13 décembre 2007

Horace Silver Quintet - Song for my father (1964)

Avec son snobisme, ses codes, sa complexité, le jazz peut faire peur. Comment l’approcher ? Par quel artiste, par quel disque commencer pour appréhender le patrimoine pharaonique de cette musique qui aura bientôt un siècle ? Evidemment, il y a le Kind of blue de Miles Davis, le jazz vocal à la Billie Holiday, les blues de Louis Armstrong et mille autres voies... Pour ma part, j’ai tendance à croire que le hard-bop funky et latin de Song for my father constitue l’entrée en matière parfaite.
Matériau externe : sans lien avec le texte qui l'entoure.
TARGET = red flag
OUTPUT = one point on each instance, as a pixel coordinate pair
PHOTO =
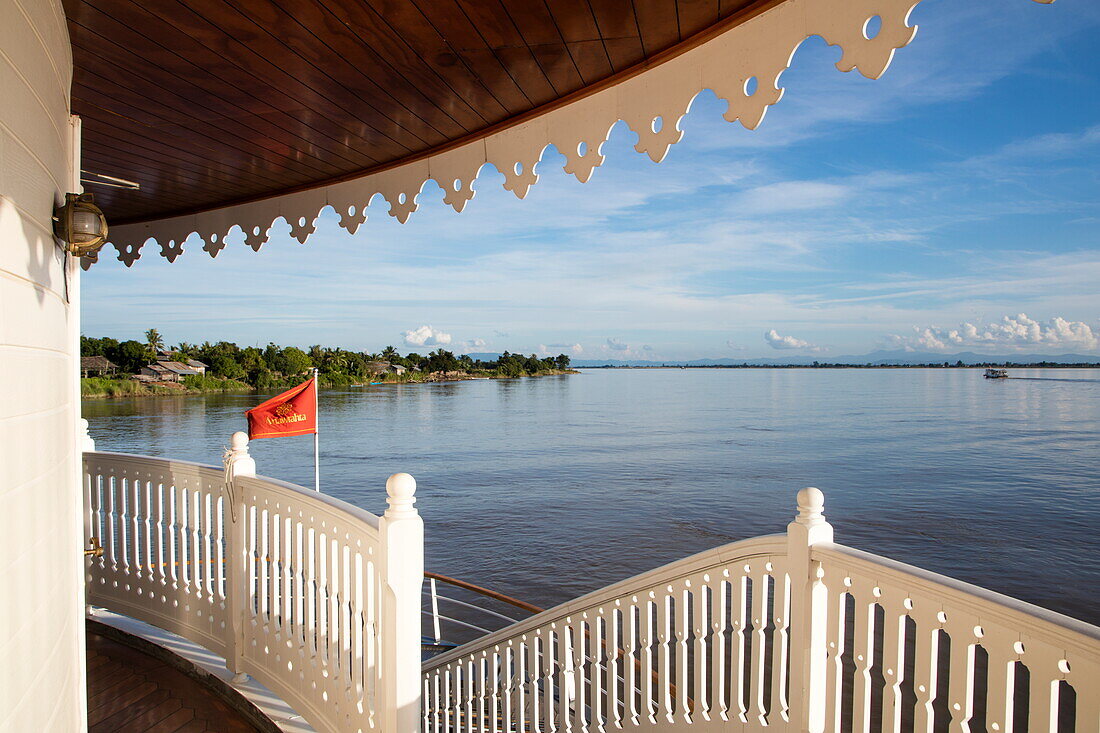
(292, 413)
Découvert par Stan Getz, Horace Silver travaille dès ses premières années d’activité avec Miles, Coleman Hawkins, Lester Young et Milt Jackson. Du sérieux, donc. En 1953, il fonde les Jazz Messengers avec Art Blakey, le batteur absolu. Durant cette période décisive, il façonne son style et incorpore au jazz le gospel et le RnB pour créer le hard-bop. Peu à peu, des éléments funky se greffent à ce patchwork d’influences déjà bariolé, et le hard-bop se mue en soul jazz. Song for my father, avec le Sidewinder (1963) du trompettiste Lee Morgan, est le manifeste de cette nouvelle ère placée sous l’égide du groove. Un disque facile d’accès, dansant et ouvertement hédoniste. Sur Blue Note, bien entendu.

Les breaks de batterie sont charnus, rebondissants. Le piano, percussif et virevoltant. Les cuivres papillonent sur des mélodies-friandises. A lui seul, le morceau éponyme suffit à tomber en pâmoison : sur un thème catchy à mort, Joe Henderson glisse l’un des plus beaux solos de saxophone jamais enregistré. Indescriptible. Sur le délicat "Calcutta Cutie", c’est Silver qui échappe à toute tentative d’analyse avec un solo bégayant et monkien percé d’éclaircies bluesy. L’ensemble est d’une rare cohérence, bien qu’issu de deux sessions différentes. Difficile de distinguer les deux quintets mis à contribution, chacun s’épanchant dans une même joie solaire dont la sincérité ne peut être mise en doute. La coloration latine de la majorité des titres sonne comme une exploration de ses racines par le pianiste puisque son père, John Tavares Silver, qui fume le cigare sur la pochette de l’album, était musicien au Cap Vert. L’année suivante, le fiston poursuivra cette quête des origines et sortira un Cape Verdean Blues (1965) au nom explicite. Une nouvelle bombe. Mais ça, c’est une autre histoire...

En bref : groove latin rayonnant pour cette pierre angulaire du jazz funky.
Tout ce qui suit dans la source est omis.